But it would have been illegal under a new bill that Democratic lawmakers have proposed in California. The legislation would require the state Medical Board to take action against doctors found to be spreading “misinformation” related to the “nature and risks of the virus, its prevention and treatment; and the development, safety, and effectiveness of COVID-19 vaccines.”
What is “misinformation”? It’s not clearly defined, but the bill would instruct the board to consider whether a doctor’s order or opinion deviates from the “standard of care” (i.e., recommendations by government bodies or treatments that are widely used by healthcare practitioners) and is “contradicted by contemporary scientific consensus.”
So doctors who prescribe or recommend treatments that haven’t been approved by the Food and Drug Administration for Covid-19—for example, the antidepressant fluvoxamine, which has shown strong results in trials—could be disciplined and even lose their medical licenses no matter if they have scientific evidence to support them. Same for doctors who disagree with masking and vaccines for children.
“The bill would put physicians’ licenses at risk if they say the vaccines are anything other than safe and effective,” says Teryn Clarke, a neurologist in Newport Beach, Calif. “But all medicines and medical procedures carry a risk of adverse events, and patients deserve to know what those potential risks are.”

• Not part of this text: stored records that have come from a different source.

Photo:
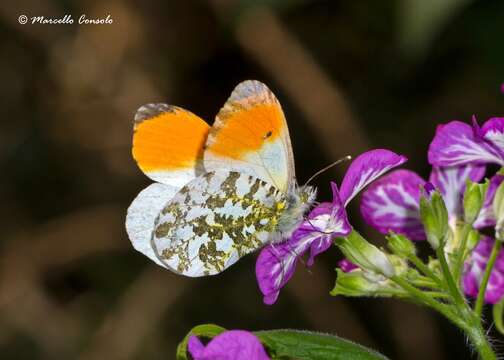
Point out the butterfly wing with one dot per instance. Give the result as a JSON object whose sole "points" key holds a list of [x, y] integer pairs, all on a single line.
{"points": [[143, 212], [214, 220], [168, 143], [250, 135]]}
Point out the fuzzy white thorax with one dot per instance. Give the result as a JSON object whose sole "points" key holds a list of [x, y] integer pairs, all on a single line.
{"points": [[299, 201]]}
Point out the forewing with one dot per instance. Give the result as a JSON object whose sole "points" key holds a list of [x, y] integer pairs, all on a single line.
{"points": [[250, 135], [168, 143], [214, 220]]}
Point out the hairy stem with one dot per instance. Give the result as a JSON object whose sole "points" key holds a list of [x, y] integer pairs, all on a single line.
{"points": [[478, 308]]}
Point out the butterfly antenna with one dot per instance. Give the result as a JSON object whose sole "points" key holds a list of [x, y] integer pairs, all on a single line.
{"points": [[346, 158]]}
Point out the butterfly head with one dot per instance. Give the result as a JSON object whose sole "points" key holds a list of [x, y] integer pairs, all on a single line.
{"points": [[299, 200]]}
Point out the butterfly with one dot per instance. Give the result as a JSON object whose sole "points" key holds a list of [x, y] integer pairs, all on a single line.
{"points": [[221, 192]]}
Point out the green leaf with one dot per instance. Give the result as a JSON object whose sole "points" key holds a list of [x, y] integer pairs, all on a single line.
{"points": [[497, 313], [206, 330], [305, 345]]}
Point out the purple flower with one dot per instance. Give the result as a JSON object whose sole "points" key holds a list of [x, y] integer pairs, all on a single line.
{"points": [[230, 345], [392, 203], [457, 143], [346, 265], [475, 267], [276, 263]]}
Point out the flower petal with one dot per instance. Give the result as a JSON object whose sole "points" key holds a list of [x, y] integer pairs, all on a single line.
{"points": [[366, 168], [493, 131], [392, 204], [142, 213], [486, 216], [275, 266], [475, 267], [327, 225], [276, 263], [451, 183], [457, 143], [230, 345]]}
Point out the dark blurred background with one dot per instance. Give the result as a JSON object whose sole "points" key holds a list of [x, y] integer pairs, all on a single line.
{"points": [[351, 76]]}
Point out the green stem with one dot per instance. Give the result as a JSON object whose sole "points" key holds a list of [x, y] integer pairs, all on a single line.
{"points": [[429, 301], [478, 308], [425, 269], [478, 338], [452, 286], [462, 253]]}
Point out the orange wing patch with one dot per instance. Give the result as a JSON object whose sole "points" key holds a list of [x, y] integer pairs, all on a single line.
{"points": [[250, 135], [168, 142], [247, 130]]}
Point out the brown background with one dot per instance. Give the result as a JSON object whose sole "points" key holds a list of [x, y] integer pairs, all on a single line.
{"points": [[351, 75]]}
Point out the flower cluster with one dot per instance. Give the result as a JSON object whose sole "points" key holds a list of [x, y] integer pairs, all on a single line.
{"points": [[276, 263], [392, 204], [230, 345]]}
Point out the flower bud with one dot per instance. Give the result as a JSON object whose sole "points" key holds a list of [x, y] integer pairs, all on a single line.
{"points": [[474, 196], [498, 209], [400, 245], [434, 217], [365, 255]]}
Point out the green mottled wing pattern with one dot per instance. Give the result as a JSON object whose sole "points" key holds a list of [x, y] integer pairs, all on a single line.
{"points": [[214, 220]]}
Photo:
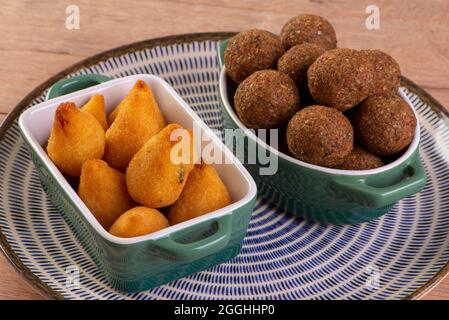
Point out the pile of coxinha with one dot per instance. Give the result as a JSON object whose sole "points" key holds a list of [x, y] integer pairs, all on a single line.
{"points": [[124, 161]]}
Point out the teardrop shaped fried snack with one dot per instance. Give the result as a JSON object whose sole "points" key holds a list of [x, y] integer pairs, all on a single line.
{"points": [[158, 172], [76, 137], [103, 190], [138, 221], [113, 114], [204, 192], [95, 106], [138, 120]]}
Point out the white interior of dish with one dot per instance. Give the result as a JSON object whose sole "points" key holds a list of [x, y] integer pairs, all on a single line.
{"points": [[36, 124], [411, 148]]}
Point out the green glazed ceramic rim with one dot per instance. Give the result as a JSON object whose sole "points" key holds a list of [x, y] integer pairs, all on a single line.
{"points": [[42, 288]]}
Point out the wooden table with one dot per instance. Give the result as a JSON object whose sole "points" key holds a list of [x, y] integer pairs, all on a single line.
{"points": [[35, 44]]}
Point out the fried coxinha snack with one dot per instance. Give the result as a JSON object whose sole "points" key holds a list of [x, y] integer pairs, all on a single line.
{"points": [[95, 106], [158, 172], [76, 137], [137, 120], [103, 190], [138, 221], [204, 192]]}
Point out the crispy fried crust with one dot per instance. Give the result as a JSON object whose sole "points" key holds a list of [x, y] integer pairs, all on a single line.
{"points": [[138, 120], [266, 99], [297, 60], [320, 135], [384, 124], [103, 190], [153, 178], [307, 28], [387, 73], [95, 106], [360, 159], [204, 192], [76, 137], [250, 51], [138, 221]]}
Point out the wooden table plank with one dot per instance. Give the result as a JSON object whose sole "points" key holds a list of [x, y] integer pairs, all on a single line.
{"points": [[35, 45]]}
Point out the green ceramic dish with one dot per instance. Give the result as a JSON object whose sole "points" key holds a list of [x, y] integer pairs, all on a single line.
{"points": [[135, 264], [327, 195]]}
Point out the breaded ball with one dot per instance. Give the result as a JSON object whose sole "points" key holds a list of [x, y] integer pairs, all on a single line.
{"points": [[320, 135], [387, 73], [266, 99], [308, 28], [138, 221], [340, 78], [204, 192], [384, 124], [250, 51], [76, 137], [138, 119], [297, 60], [103, 190], [158, 172], [95, 106], [360, 159]]}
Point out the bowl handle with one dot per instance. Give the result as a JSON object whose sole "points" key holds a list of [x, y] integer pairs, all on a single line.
{"points": [[200, 248], [69, 85], [378, 197]]}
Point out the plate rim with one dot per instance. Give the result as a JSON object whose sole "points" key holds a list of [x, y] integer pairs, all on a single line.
{"points": [[45, 290]]}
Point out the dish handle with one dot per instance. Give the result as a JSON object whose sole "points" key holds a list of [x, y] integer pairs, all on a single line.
{"points": [[201, 248], [69, 85], [412, 180]]}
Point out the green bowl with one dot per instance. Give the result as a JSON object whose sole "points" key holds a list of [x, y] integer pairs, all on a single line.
{"points": [[140, 263], [329, 196]]}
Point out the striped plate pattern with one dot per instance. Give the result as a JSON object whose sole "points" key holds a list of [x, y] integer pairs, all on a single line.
{"points": [[282, 257]]}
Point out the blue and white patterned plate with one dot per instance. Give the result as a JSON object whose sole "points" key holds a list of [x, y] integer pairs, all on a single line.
{"points": [[400, 255]]}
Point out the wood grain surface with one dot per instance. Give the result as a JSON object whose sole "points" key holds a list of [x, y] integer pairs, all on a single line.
{"points": [[35, 45]]}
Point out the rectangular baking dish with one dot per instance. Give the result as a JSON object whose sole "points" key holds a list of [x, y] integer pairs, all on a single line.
{"points": [[135, 264]]}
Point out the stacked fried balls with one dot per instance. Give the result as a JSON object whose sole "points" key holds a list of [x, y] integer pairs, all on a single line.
{"points": [[123, 168], [339, 107]]}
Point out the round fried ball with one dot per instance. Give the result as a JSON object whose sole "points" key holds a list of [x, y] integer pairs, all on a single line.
{"points": [[308, 28], [384, 124], [360, 159], [204, 192], [320, 135], [387, 73], [138, 221], [266, 99], [250, 51], [340, 78], [297, 60]]}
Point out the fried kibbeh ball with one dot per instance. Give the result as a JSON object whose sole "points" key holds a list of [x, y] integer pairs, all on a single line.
{"points": [[320, 135], [103, 190], [387, 73], [95, 106], [384, 124], [360, 159], [158, 172], [308, 28], [138, 221], [266, 99], [75, 137], [340, 78], [297, 60], [204, 192], [250, 51], [138, 119]]}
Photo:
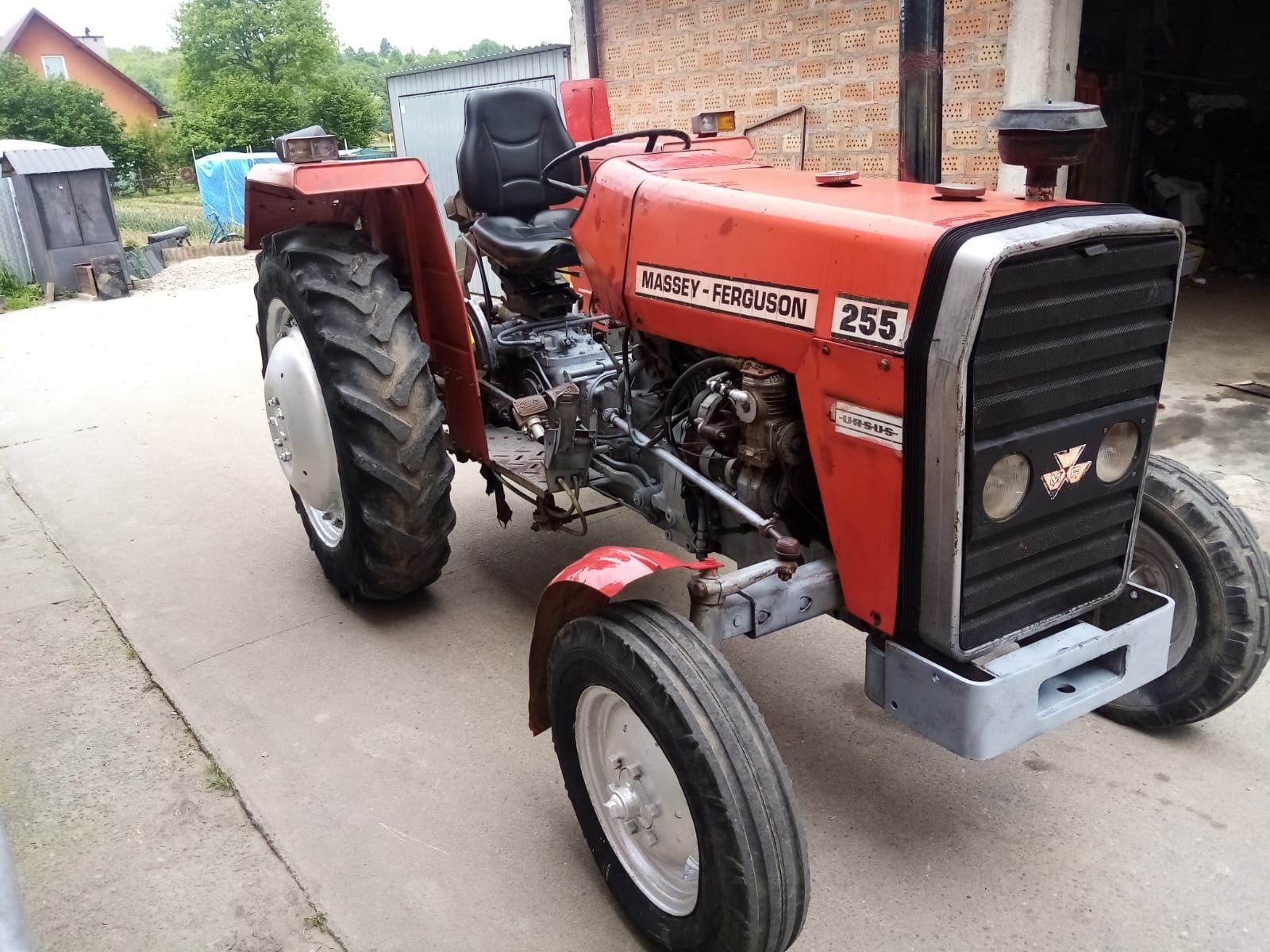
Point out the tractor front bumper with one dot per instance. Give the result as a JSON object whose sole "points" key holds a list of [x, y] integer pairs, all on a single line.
{"points": [[986, 708]]}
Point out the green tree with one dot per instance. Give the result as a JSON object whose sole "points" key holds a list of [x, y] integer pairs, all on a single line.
{"points": [[55, 111], [276, 41], [239, 111], [154, 69], [149, 152], [347, 111]]}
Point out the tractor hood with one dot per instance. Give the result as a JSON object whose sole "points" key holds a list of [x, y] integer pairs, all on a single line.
{"points": [[709, 232]]}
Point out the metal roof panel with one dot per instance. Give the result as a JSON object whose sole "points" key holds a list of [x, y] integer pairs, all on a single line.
{"points": [[41, 162]]}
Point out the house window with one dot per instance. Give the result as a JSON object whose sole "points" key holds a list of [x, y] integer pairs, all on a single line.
{"points": [[55, 67]]}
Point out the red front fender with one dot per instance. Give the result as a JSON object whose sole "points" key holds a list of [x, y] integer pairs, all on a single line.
{"points": [[583, 587]]}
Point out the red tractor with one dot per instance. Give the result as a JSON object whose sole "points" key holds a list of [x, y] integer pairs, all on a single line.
{"points": [[924, 412]]}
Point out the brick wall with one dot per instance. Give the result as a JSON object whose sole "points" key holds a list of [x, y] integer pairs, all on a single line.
{"points": [[666, 60]]}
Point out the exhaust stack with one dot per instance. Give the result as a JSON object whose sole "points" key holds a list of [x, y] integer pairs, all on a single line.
{"points": [[1043, 137]]}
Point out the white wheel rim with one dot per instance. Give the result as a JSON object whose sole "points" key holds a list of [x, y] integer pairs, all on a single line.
{"points": [[300, 427], [638, 800]]}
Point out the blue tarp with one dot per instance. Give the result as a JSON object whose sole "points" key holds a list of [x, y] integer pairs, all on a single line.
{"points": [[222, 184]]}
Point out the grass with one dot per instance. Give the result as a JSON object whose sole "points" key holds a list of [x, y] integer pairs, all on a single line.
{"points": [[217, 780], [144, 215], [17, 292]]}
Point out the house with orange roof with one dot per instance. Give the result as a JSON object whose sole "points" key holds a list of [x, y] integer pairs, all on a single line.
{"points": [[54, 54]]}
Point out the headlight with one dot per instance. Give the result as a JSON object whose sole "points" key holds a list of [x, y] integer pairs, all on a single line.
{"points": [[1006, 486], [1117, 452]]}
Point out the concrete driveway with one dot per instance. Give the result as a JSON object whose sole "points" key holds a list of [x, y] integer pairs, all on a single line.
{"points": [[384, 749]]}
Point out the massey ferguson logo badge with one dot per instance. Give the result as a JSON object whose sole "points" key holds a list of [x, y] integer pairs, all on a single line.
{"points": [[1068, 470]]}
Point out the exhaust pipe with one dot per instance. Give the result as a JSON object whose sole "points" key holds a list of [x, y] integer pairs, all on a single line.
{"points": [[921, 90], [1043, 137]]}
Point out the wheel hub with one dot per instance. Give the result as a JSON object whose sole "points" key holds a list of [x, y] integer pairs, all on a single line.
{"points": [[1157, 566], [300, 427], [638, 800]]}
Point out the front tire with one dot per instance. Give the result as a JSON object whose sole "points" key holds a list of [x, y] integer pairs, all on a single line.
{"points": [[379, 513], [679, 787], [1202, 551]]}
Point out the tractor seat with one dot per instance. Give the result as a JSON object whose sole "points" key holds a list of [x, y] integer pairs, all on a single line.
{"points": [[540, 244], [510, 133]]}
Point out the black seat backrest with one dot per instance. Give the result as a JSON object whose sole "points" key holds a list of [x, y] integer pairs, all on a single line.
{"points": [[508, 136]]}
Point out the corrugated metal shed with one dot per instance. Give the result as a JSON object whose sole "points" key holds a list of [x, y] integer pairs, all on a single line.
{"points": [[427, 106], [13, 243], [40, 162]]}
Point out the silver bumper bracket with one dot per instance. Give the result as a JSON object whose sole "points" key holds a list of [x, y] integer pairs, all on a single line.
{"points": [[983, 710]]}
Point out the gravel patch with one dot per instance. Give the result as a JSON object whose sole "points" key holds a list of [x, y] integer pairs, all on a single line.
{"points": [[205, 273]]}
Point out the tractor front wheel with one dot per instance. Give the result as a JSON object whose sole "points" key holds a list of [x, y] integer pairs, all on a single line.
{"points": [[1198, 549], [353, 412], [679, 787]]}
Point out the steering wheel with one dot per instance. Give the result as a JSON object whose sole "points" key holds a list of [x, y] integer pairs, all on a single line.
{"points": [[581, 190]]}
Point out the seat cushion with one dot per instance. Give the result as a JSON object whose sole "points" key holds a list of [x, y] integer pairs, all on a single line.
{"points": [[510, 135], [543, 243]]}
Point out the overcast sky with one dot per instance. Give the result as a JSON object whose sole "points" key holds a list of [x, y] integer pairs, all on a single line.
{"points": [[419, 25]]}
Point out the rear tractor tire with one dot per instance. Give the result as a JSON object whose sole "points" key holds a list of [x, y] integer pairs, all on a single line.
{"points": [[353, 412], [1198, 549], [679, 791]]}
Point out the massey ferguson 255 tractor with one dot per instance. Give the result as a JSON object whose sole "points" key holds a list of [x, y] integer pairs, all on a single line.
{"points": [[921, 410]]}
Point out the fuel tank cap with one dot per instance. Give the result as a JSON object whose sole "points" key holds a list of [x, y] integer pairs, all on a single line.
{"points": [[837, 178], [959, 190]]}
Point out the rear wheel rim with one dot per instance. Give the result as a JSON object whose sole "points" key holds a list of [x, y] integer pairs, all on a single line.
{"points": [[300, 425], [1157, 566], [638, 800]]}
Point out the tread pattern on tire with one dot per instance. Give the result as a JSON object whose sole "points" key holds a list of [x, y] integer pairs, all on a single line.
{"points": [[732, 731], [383, 403], [1230, 545]]}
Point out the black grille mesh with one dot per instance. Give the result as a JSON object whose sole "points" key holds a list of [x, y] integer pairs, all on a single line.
{"points": [[1066, 334]]}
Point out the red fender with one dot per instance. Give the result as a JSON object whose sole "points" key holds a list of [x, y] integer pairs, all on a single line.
{"points": [[586, 585]]}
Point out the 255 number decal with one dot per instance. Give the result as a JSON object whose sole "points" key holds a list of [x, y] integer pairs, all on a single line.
{"points": [[878, 323]]}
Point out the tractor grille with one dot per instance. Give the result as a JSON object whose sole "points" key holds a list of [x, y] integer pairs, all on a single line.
{"points": [[1071, 342]]}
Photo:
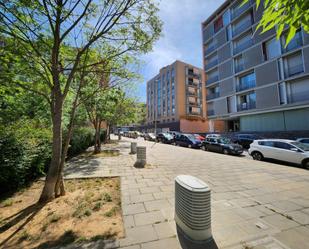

Much of what was learned early in the pandemic was from doctors sharing their clinical experiences and knowledge. Patients receiving oxygen did better when placed in a prone position, for instance, and the steroid dexamethasone could tamp down the “cytokine storm” in severely ill patients. Early in the pandemic some doctors hypothesized that the virus could spread through aerosols, and therefore 6 feet of distance wouldn’t necessarily prevent infection. This outlier view could have been deemed misinformation under California’s law. It is now conventional wisdom.
California’s bill would punish doctors for discussing disfavored ideas, making it almost certainly unconstitutional. Some liberal public-health experts say that makes the Constitution the problem. “Vaccine misinformation during the COVID-19 pandemic underscores how reverence for freedom of speech in the US intensifies our vulnerability to public health threats,” Stanford’s Michelle Mello recently wrote in the Journal of the American Medical Association.
Ms. Mello laments “the Supreme Court’s attachment to a particular conception of free speech rights,” which limits the government’s ability to impose speech restrictions. She suggests that state medical boards can “suspend the licenses of physicians whose statements constitute unprofessional conduct,” which could include “misinformation” as they define it.
A couple of doctors in a recent JAMA commentary float some First Amendment workarounds. They say it may be constitutional merely to “threaten disciplinary action by licensing boards against health professionals whose speech to patients conveys incorrect science or substandard medicine.”
That’s essentially what Illinois is doing. The state’s Department of Financial and Professional Regulation warned in November that doctors could face disciplinary action for failing to “conform with evidence-based medicine and standards of care” when treating Covid patients. It also encouraged doctors to report their peers for “misinformation.”
The Federation of State Medical Boards last summer warned that physicians who spread misinformation about the Covid-19 vaccine risk “disciplinary action by state medical boards, including the suspension or revocation of their medical license.” So doctors in other states could also be disciplined for, say, suggesting children don’t need to be vaccinated.
The intolerance of different viewpoints that is infecting the medical profession may itself be a public-health threat. Emails obtained by the American Institute for Economic Research showed how the National Institutes of Health’s Francis Collins and Anthony Fauci tried to discredit the authors of the Great Barrington Declaration, which opposed the lockdown consensus. “This is a fringe component of epidemiology,” Dr. Collins told the Washington Post. “This is not mainstream science. It’s dangerous.”
What’s actually dangerous is silencing debate on critical public-health issues. Mainstream science is often wrong, as vaccine expert Paul Offit explains in his book “Overkill: When Modern Medicine Goes Too Far.” Dr. Offit details how many conventional medical recommendations, like finishing a course of antibiotics or giving Tylenol to reduce a child’s fever, aren’t supported by science and can do more harm than good. Many recommendations have changed over time as scientists learn more and do more studies.
As Dr. Clarke says: “Dissent and discussion are intrinsic to the evolution of scientific and medical knowledge. To limit that will certainly hamper our progress in understanding and combating this virus.”
Ms. Finley is a member of the Journal’s editorial board.